Middle Indo-Aryan shows evidence of the influence of linguistically more advanced vernaculars on literary compositions. The Prākrits of elegant literary compositions must have been artificial, different in many respects from the vernaculars current at the time, though reflecting languages that were current at some former time. The Old Indo-Aryan and Middle Indo-Aryan stages, then, present a picture of concurrent vernaculars with dialects and literary languages influenced by the vernaculars. It is impossible to compartmentalize the different stages as beginning and ending at any definite date.

The literary languages borrowed words and suffixes from earlier languages. There are Prākritisms (i.e., forms of earlier Prākrits) in Apabhraṃśa—e.g., the genitive singular ending -ssa instead of -hŏ and 2nd person plural verb forms terminating in -ha instead of -hu. All the literary Prākrits had recourse to Sanskrit as a source for borrowing words. Words that were incorporated into the Prākrits from Sanskrit with no change in form are called saṃskṛta-sama ‘identical with the Sanskrit (form)’ or tat-sama ‘identical with that’ and are contrasted with words termed saṃskṛta-bhava (tad-bhava) ‘whose origin is in Sanskrit’ (literally, ‘located in Sanskrit’)—that is, words that the grammarians can derive from Sanskrit by using certain rules. Another class of words, called deśya (or deśī) ‘belonging to the area, country,’ includes items that the grammarians cannot derive easily from Sanskrit and that are supposed to have been in use in particular areas from early times.

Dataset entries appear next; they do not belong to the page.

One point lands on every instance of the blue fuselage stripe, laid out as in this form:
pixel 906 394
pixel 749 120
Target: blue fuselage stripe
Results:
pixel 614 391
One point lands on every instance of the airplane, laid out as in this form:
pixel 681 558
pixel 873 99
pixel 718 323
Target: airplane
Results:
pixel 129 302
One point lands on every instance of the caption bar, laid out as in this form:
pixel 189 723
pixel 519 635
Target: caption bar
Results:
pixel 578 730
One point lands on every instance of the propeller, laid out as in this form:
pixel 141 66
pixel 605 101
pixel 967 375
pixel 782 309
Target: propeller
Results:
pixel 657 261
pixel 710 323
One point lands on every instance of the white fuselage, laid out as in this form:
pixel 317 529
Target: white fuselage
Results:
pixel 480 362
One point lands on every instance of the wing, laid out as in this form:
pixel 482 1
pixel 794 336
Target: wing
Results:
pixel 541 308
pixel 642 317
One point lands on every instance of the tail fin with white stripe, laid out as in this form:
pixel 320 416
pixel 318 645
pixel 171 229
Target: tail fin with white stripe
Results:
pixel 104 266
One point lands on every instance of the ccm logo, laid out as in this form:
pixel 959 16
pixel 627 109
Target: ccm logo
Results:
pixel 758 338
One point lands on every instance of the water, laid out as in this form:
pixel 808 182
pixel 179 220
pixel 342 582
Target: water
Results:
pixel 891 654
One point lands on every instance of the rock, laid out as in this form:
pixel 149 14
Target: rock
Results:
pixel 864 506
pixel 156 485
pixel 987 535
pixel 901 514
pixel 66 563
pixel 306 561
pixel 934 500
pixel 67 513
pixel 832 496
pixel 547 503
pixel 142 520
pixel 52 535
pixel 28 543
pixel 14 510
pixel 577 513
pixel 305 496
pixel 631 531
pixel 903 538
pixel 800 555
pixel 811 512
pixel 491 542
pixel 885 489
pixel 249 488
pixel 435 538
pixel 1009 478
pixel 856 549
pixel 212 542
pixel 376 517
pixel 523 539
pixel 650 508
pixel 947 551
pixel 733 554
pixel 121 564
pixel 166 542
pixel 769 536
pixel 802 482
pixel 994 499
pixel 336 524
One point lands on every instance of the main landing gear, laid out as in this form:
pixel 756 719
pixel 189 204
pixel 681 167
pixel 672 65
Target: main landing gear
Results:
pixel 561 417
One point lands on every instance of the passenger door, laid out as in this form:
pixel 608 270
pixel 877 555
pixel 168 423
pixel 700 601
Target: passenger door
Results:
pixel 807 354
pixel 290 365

Many or most of the deśya words are indeed derivable from earlier Indo-Aryan, but some are of Dravidian origin—e.g., akka ‘sister’ (Telugu akka), attā ‘father’s sister’ (Telugu atta), appa ‘father’ (Telugu appa), ūra ‘village’ (Telugu uru), pulli ‘tiger’ (Telugu puli). Whether borrowing from Dravidian occurred in prehistoric times and is reflected in the Ṛgveda remains a source of scholarly debate.

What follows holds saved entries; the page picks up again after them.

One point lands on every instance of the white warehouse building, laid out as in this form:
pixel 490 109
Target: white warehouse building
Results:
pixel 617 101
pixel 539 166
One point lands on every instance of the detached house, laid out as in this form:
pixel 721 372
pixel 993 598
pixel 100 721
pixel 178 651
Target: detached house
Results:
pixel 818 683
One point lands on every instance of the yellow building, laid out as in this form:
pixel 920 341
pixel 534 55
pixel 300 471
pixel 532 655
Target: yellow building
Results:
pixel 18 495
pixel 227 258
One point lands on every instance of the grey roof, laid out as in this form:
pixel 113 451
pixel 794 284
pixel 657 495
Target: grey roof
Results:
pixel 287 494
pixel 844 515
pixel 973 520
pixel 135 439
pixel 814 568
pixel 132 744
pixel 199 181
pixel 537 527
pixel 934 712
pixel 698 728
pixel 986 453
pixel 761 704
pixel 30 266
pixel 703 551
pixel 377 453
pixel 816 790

Another object of debate is whether any borrowing that might have taken place at such an early time would have occurred in a situation where Dravidians were a substrate group that transferred features from their speech to that of superiors whose language they used, or in a situation of equality, so that bilinguals affected each other’s languages. Such borrowing definitely took place in later Sanskrit. It is not always certain that borrowing proceeded from Dravidian to Indo-Aryan, however, because Dravidian languages freely borrowed from Indo-Aryan. Thus, some scholars claim that Sanskrit kaṭu ‘sharp, pungent’ is from Dravidian, but others claim that it is a Middle Indo-Aryan form deriving from an earlier *kṛt-u ‘cutting’ (root kṛt; an asterisk [*] preceding a form indicates that it is not attested but has been reconstructed as a hypothetical form).

Whatever the judgment on any individual word, it is clear that Indo-Aryan did borrow from Dravidian, and this phenomenon is important in considering a group of sounds that sets Indo-Aryan apart from the rest of Indo-European—the cacuminal, or retroflex, stops. The influence of Dravidian may be considered as contributing to the extension of these sounds beyond their limited occurrence in inherited Indo-European items such as nīḍa ‘nest’ (from Proto-Indo-Aryan *nizḍa-, Proto-Indo-European *ni-sd-o-), mīḍha- ‘reward’ (from Proto-Indo-European *misdho-), stīr-ṇa- ‘spread out’ (from Proto-Indo-European *stṝ-no-), dviṭ ‘hating’ (nominative singular, from earlier *dviṣ-s), where retroflex consonants developed by regular phonetic developments from inherited Indo-European terms.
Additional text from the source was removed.